Public officials in Bristol, Virginia, plan to launch a study of what it would take to entice Amtrak to serve their region.
City officials plan to work with the Community Transportation Association of America in Washington to secure a consulting firm that will undertake a $450,000 economic benefit study of extending Amtrak’s Northeast Regional service from Roanoke, Virginia, to Bristol.
“We’re just about ready to prepare the RFP [request for proposals] for that study, and hopefully it will begin this summer,” CTAA spokesman Rich Sampson said Tuesday. “What we’re hoping our study will do is be a precursor to a second study, by demonstrating the need and the benefits of such a service. DRPT [Virginia Department of Rail and Public Transportation] would then do a study on the operational feasibility of the service.”

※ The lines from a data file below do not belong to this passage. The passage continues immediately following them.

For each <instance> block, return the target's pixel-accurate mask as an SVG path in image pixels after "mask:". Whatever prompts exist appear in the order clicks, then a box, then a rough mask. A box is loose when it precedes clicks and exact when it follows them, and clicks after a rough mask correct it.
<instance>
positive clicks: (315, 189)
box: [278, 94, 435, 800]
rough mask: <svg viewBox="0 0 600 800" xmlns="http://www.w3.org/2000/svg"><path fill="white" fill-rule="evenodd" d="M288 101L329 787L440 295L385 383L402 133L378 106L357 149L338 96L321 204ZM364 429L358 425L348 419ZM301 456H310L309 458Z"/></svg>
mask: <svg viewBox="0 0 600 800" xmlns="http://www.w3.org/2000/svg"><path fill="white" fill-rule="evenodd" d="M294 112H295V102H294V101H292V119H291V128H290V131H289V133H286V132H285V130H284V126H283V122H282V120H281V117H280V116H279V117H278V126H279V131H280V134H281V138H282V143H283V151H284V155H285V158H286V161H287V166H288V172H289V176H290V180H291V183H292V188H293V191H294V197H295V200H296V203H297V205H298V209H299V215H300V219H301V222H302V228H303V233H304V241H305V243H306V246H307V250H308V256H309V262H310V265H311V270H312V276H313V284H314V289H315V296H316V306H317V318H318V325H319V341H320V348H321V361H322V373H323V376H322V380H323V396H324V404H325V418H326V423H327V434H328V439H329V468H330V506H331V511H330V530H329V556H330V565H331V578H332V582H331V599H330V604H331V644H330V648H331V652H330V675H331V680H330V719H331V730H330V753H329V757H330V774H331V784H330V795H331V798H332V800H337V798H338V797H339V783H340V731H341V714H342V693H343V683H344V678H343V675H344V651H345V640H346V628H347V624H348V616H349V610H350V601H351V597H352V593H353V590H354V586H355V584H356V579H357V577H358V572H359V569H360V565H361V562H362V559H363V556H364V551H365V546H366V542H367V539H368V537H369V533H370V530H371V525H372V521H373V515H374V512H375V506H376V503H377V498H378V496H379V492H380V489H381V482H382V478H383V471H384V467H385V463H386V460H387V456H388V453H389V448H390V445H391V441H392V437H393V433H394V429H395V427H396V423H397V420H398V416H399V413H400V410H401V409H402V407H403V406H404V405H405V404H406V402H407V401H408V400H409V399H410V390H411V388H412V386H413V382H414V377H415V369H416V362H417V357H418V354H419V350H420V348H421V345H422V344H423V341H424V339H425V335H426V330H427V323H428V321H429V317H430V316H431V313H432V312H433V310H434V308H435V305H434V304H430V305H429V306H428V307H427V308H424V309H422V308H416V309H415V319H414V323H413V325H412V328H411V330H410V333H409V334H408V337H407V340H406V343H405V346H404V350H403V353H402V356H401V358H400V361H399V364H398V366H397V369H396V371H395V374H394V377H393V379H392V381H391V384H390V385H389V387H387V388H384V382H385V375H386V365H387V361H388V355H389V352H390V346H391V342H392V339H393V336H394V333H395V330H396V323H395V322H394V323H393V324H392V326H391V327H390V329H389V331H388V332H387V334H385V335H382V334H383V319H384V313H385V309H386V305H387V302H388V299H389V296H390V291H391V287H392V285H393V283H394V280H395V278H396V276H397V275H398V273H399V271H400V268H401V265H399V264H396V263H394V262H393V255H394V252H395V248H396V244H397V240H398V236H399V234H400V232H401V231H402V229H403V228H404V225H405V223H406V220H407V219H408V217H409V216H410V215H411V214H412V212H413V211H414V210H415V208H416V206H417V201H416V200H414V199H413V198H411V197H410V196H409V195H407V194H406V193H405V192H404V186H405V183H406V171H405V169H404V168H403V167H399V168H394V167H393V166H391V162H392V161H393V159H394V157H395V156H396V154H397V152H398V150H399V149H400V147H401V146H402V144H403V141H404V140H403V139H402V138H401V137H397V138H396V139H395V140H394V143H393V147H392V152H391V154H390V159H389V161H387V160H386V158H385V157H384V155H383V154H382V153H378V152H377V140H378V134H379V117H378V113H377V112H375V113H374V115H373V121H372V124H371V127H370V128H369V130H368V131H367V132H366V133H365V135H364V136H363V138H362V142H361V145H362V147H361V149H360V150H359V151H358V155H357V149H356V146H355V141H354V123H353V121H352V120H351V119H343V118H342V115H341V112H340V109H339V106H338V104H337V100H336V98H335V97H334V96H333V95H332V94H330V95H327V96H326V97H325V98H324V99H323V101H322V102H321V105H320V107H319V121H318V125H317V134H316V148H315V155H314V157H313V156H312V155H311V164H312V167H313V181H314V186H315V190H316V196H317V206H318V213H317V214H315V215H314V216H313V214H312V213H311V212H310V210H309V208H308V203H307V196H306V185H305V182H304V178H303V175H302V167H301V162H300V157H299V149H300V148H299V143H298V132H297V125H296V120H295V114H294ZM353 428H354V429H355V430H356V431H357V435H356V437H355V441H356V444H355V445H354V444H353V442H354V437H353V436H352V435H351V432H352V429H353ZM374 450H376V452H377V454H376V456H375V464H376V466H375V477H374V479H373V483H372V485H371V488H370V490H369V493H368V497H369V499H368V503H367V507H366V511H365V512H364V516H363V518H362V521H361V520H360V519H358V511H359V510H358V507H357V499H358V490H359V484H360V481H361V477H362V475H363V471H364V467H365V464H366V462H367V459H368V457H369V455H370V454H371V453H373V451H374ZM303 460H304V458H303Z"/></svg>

Amtrak expects to begin serving Roanoke later this year by extending a Northeast Regional train that now terminates in Lynchburg, Virginia.
Sampson said the state of Virginia is going to want two years of ridership data of the Roanoke service before it will participate in the Bristol study.
Bristol Mayor Bill Hartley said having Amtrak service would benefit his city in many ways.
“I look at what passenger rail could do for our downtown,” he said. “With two hotels, one hopefully opening this year, and the restaurants and entertainment, the infrastructure is there for people to come and make Bristol more of a destination.”
Some funding for the study will come from a $250,000 grant from the Virginia Tobacco Region Revitalization Commission, a $100,000 grant from the Appalachian Regional Commission and $50,000 each from the city and CTAA, with CTAA also providing services as an in-kind contribution.
Once it gets underway, the Bristol study is expected to take six to nine months to complete.
“Virginia is perhaps the leading state right now in investing in new Amtrak service,” Sampson said. “They have three examples of where they have or are going to install new service — the Lynchburg train, the Norfolk train and the extension to Roanoke. Tennessee has not had any state support for inter-city passenger rail, so their level of involvement and interest is uncertain at this point.”
Although Bristol leaders once talked about getting support for service further southward to Knoxville and Chattanooga, Tennessee, and then creating a connecting service to Atlanta and Louisville, those routes won’t be part of the expected study of extending service from Roanoke.
Sampson said that expansion to Tennessee point won’t happen unless rail service first comes to Bristol.